Roundtable Discussion Tokoh Perempuan “Melawan Imperialisme AS terhadap Perempuan di Asia Tenggara melalui KTT APEC dan Rezim Pasar Bebas” (1)
HTI Pers. Jakarta, 10 Oktober, 2013. Tokoh-Tokoh perempuan dari kalangan eksekutif, intelektual, peneliti, birokrat, aktivis LSM IGJ (Indonesia For Global Justice), P2TP2A (Pusat Pelayanan Terpadu Pemberdayaan Perempuan dan Perlindungan Anak), IWAPI/URINDO, mubalighoh, politisi, dan jurnalis hadir dalam Roundtable Discussion Tokoh Perempuan, di Gren Alia Cikini Jakarta. Diskusi berjudul “Melawan Imperialisme AS terhadap Perempuan di Asia Tenggara melalui KTT APEC dan Rezim Pasar Bebas”, yang diselenggarakan Muslimah Hizbut Tahrir bekerjasama dengan Central Media Office of Hizb ut-Tahrir.

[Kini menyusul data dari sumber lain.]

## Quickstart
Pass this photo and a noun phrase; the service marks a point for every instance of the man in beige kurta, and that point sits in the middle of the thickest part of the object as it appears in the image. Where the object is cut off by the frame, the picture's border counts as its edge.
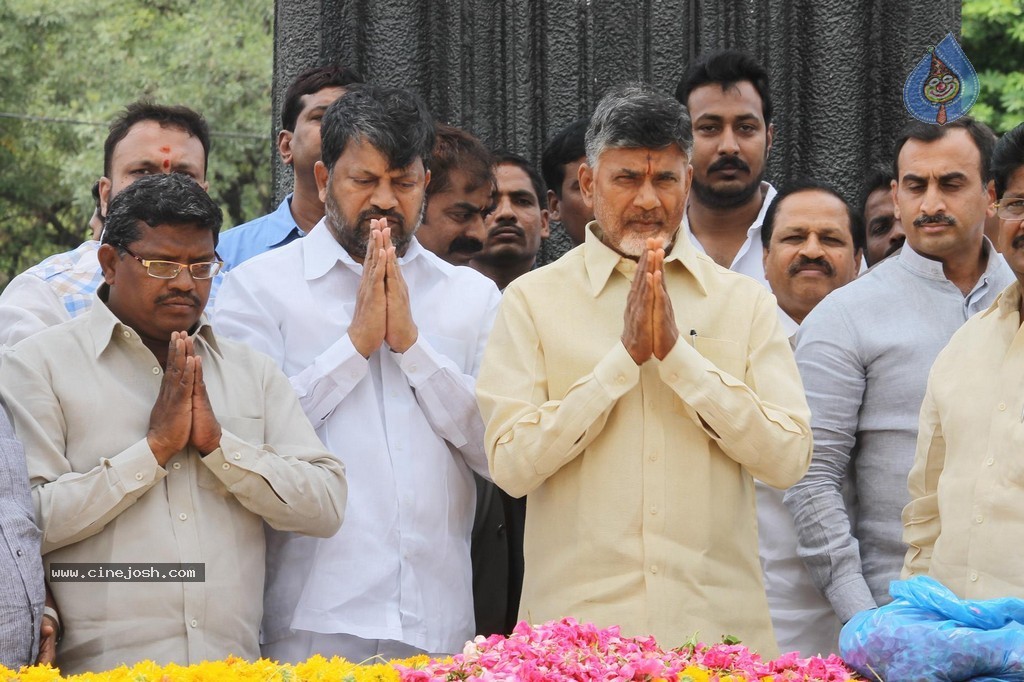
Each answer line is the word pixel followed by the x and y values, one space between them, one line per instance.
pixel 151 440
pixel 633 389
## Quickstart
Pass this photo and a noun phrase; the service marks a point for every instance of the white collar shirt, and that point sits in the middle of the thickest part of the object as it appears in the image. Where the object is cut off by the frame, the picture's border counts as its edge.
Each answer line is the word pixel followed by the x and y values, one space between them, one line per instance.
pixel 750 258
pixel 407 425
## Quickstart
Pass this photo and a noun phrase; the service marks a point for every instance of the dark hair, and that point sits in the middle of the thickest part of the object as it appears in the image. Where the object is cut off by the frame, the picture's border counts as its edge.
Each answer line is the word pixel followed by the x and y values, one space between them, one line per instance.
pixel 507 158
pixel 879 177
pixel 457 150
pixel 168 117
pixel 1007 158
pixel 634 116
pixel 982 135
pixel 856 218
pixel 312 81
pixel 567 145
pixel 394 121
pixel 161 199
pixel 726 68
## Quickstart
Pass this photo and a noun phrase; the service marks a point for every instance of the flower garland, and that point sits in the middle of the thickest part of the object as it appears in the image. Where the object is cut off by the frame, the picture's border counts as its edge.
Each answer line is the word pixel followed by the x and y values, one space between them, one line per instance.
pixel 556 650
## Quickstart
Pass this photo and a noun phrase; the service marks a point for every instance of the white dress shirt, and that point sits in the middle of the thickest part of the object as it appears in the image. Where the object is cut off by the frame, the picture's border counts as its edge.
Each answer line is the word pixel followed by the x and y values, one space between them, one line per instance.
pixel 750 258
pixel 407 425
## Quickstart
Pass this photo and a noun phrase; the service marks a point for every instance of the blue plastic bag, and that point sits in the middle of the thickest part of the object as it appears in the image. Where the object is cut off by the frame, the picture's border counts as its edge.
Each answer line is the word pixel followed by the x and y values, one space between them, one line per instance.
pixel 927 633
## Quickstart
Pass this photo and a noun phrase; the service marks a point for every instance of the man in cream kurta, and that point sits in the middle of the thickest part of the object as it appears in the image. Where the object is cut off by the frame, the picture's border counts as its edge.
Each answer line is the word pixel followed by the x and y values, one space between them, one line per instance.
pixel 86 398
pixel 637 439
pixel 964 525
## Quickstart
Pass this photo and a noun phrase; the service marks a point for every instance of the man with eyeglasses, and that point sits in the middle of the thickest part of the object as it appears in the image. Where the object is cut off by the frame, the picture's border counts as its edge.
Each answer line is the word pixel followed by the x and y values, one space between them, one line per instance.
pixel 143 139
pixel 152 442
pixel 963 525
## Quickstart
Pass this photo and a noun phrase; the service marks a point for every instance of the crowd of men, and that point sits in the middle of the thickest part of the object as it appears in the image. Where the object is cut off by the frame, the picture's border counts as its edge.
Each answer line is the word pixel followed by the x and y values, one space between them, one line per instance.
pixel 381 426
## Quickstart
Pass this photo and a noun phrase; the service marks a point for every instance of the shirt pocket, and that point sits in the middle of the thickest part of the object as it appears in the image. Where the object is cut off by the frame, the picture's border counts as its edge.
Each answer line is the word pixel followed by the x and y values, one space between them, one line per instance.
pixel 456 350
pixel 727 355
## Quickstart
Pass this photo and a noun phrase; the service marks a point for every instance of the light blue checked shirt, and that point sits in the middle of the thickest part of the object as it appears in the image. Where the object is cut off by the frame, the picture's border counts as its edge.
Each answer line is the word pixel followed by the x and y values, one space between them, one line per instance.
pixel 60 288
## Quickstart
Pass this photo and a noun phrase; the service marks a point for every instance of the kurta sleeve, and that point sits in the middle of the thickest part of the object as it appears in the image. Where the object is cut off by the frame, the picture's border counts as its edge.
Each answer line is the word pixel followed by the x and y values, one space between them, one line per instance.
pixel 528 436
pixel 921 516
pixel 835 379
pixel 288 477
pixel 70 506
pixel 760 420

Satu dari tujuh kesepakatan yang dicapai pada KTT APEC 2013 adalah peningkatan keterlibatan perempuan dalam pembangunan ekonomi. Para pemimpin negara APEC telah sepakat mengadopsi rekomendasi Women’ s Economic Forum 2013 yang mengajukan peran strategis perempuan sebagai pengendali ekonomi keluarga dan bangsa (women as economic drivers). Sekilas nampak sebagai sebuah kesempatan potensial bagi perempuan untuk berperan besar mengentaskan kemiskinan keluarga dan bangsanya. Perempuan pelaku bisnis rumahan yang disebut Bank Dunia tahun 2010 sekitar 6 juta orang di wilayah Asia Timur dan di Indonesia mencapai jumlah 60% dari seluruh bisnis UMKM akan diberi berbagai kemudahan untuk mendapatkan akses dunia usaha, perizinan, permodalan, sarana peningkatan kapasitas dan mobilitas.
Bila utuh memahami tujuan utama keberadaan APEC sebagai motor penggerak rezim pasar bebas, maka akan disadari bahwa forum APEC dan semisalnya tidak akan pernah mengentaskan kemiskinan negeri-negeri dunia ketiga. Sebaliknya justru akan memperluas pintu penjajahan ekonomi dan politik negara-negara Barat kapitalis. Sementara itu, berbagai strategi yang ditempuh diantaranya dengan peningkatan keterlibatan perempuan melalui jargon pemberdayaan ekonomi, tidak lain adalah eksploitasi dan penjajahan model baru.
Diskusi ini penting karena bertujuan mengekspos agenda ekonomi pasar bebas kapitalis yang berbahaya terhadap perempuan di Asia Tenggara dan dunia Muslim serta menghadirkan profil negara Khilafah yang murni yang hanya didasarkan pada konstitusi Islam sebagai satu-satunya sistem yang menawarkan hukum dan kebijakan ekonomi Islam yang sehat untuk menyelesaikan kemiskinan dan eksploitasi yang dihadapi perempuan di wilayah tersebut.